File: bes2600_sdio.c:952-1200bes_sdio_memcpy_to_io_helper, sdio_tx_work.

Symptom:

[RX] Receive failure: 4.
 bes_sdio_memcpy_to_io_helper+0x18c/0x288 [bes2600]
 sdio_tx_work+0x2b4/0x4a0 [bes2600]
Workqueue: bes_sdio sdio_tx_work [bes2600]

Recurring under TX load. Can wedge the chip irrecoverably (per Pine64 wiki: "Power/reset circuitry not properly implemented; hard reset impossible without board power-cycle").

Status: task c3 (indirectly, via bes_chardev removal which currently gates the signal/nosignal mode switch path).

Backlog — full architect review of bes2600 driver code quality

The Phase 0 perf trace for Bug #5 exposes a "when in doubt, add a lock" pattern in the BH path (~20 % CPU in _raw_spin_unlock_irqrestore even during healthy throughput). Markus has flagged this for a separate architect-review pass: have Claude Sonnet (or equivalent reviewer) do a top-to-bottom code-quality review of the bes2600 sources we have on boltzmann (~/src/besser/bes2600-dkms-mobian/bes2600/), looking for:

  • needless lock proliferation
  • BH / workqueue dispatch shape
  • error-handling coverage
  • dead code / leftover-from-cw1200 cruft
  • API contract violations relative to mainline mac80211

Output: ranked list of cleanup targets that would make later patch series land more cleanly. Not blocking on Bug #5 — independent track.

Status: backlog. Schedule when Bug #5's measurement pass finishes.

Bug #5 — RX path degrades under attempted-throughput pressure

Suspect file: bes2600 RX path (txrx.c bes2600_rx_cb, bh.c bes2600_bh_work, SDIO RX scheduling) — pinpoint pending.

Symptom (observed 2026-05-07 13:43, srcversion 1B3B3ED0 = c-stack + Patch A + Patch B, ohm @ -57 dBm 2.4GHz ch11 5b:32, idle save for the netcat load):

sender cap 1 MB/s  →  ohm receives 1015 KB/s,  signal -57 dBm,  RX MCS 4
sender cap 4 MB/s  →  ohm receives  563 KB/s,  signal -67 dBm,  RX MCS 3
                     (Send-Q on boltzmann backed up to 1.16 MB)

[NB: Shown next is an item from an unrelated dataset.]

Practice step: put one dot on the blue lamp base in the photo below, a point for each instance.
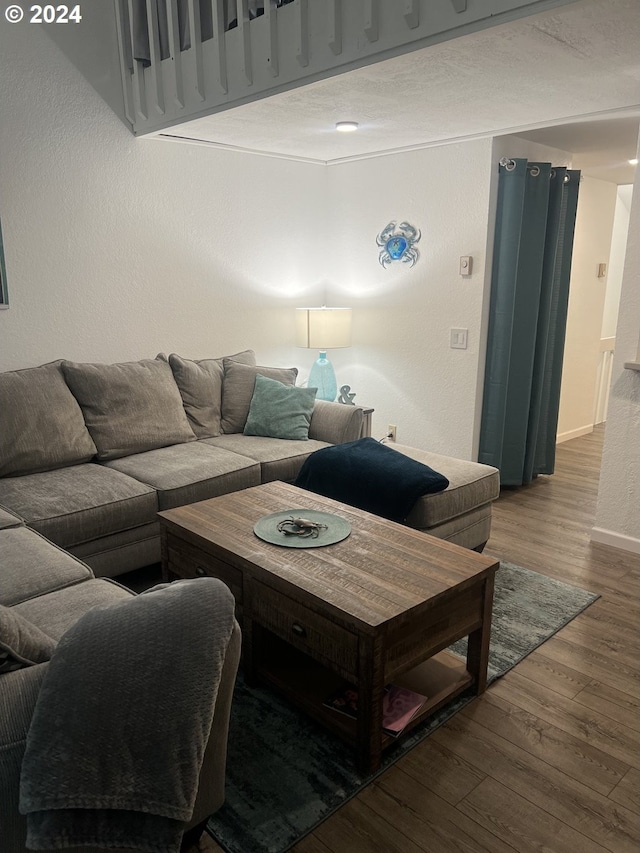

Pushing the sender-side cap from 1 MB/s to 4 MB/s decreased observed throughput at the receiver and degraded the link metrics. Signal dropped ~10 dB and the chip downshifted MCS, suggesting the chip can't sustain the higher RX rate even with the link physically capable of more (link bitrate 65 Mb/s = ~8 MB/s theoretical).

Hypothesis (Markus, 2026-05-07): driver/firmware locks itself to death under busy reads — possibly a busy-wait loop or lock contention on the RX SDIO path that prevents draining at line rate. Plausible reason it didn't surface for the c-stack tasks: those operated at typical browse-rate traffic, well below the saturation threshold this bug needs to fire.

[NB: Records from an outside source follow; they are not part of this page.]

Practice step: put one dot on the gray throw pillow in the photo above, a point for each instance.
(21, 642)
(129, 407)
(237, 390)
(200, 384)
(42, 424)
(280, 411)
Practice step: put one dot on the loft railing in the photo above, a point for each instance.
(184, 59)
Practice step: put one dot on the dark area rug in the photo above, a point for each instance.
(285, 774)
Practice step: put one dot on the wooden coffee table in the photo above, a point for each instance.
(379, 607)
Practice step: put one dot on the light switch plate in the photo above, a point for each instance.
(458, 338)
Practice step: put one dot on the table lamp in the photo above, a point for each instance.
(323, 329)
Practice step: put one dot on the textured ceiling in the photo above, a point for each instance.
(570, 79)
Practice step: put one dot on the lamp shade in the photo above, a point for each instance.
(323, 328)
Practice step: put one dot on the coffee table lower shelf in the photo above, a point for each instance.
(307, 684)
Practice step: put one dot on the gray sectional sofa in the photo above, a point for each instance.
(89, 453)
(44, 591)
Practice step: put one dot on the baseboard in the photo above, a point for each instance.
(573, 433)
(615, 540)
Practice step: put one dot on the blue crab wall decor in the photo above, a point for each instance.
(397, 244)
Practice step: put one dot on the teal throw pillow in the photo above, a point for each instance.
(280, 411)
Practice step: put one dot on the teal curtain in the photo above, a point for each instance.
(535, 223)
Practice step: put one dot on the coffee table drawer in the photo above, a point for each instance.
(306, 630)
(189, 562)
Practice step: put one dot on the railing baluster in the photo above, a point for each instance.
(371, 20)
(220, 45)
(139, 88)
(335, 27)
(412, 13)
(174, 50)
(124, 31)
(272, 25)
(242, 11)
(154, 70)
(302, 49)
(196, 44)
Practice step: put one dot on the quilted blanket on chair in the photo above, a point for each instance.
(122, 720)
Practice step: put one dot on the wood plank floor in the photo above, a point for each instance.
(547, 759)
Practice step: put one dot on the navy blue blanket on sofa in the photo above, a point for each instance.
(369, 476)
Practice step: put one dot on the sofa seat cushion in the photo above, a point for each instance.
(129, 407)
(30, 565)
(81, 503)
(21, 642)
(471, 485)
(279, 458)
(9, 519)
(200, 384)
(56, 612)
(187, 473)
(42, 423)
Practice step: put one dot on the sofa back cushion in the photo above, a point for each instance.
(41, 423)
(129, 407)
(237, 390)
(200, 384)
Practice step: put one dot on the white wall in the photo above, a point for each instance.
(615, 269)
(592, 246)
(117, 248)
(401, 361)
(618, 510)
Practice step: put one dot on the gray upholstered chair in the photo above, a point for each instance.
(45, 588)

May explain: original Phase-0 observation that YouTube DASH chunks drop ~10 frames per chunk fetch on hardware-decoder playback. A chunk fetch is a brief burst at near-link-rate; if the driver throttles itself down during high-RX, the player buffer underruns for the duration of the fetch.

How to drill (when prioritized):

  • Capture trace_pipe with mmc:* and sdio* events enabled during a controlled rate-ramp (e.g., pv -L 500K, 1M, 2M, 4M each for 60 s).
  • Watch /proc/sys/kernel/sched_* and the bes2600_bh_work kworker for CPU saturation.
  • perf top -p $(pgrep -f bes_sdio) during 4 MB/s load.

Status: backlog. No patch yet.

Bug #4 — scan_complete_cb constant loop

File: scan.c:883-909bes2600_scan_complete_cb().

Symptom:

ieee80211 phy0: bes2600_scan_complete_cb status: 0

Fires every 210s (status=0 = success, but the FREQUENCY suggests background scanning runs continuously when associated + idle).

Most likely a NetworkManager scheduling artifact, not a driver bug. Low priority; suppress the wiphy_dbg print or skip scan-on-assoc'd if it matters.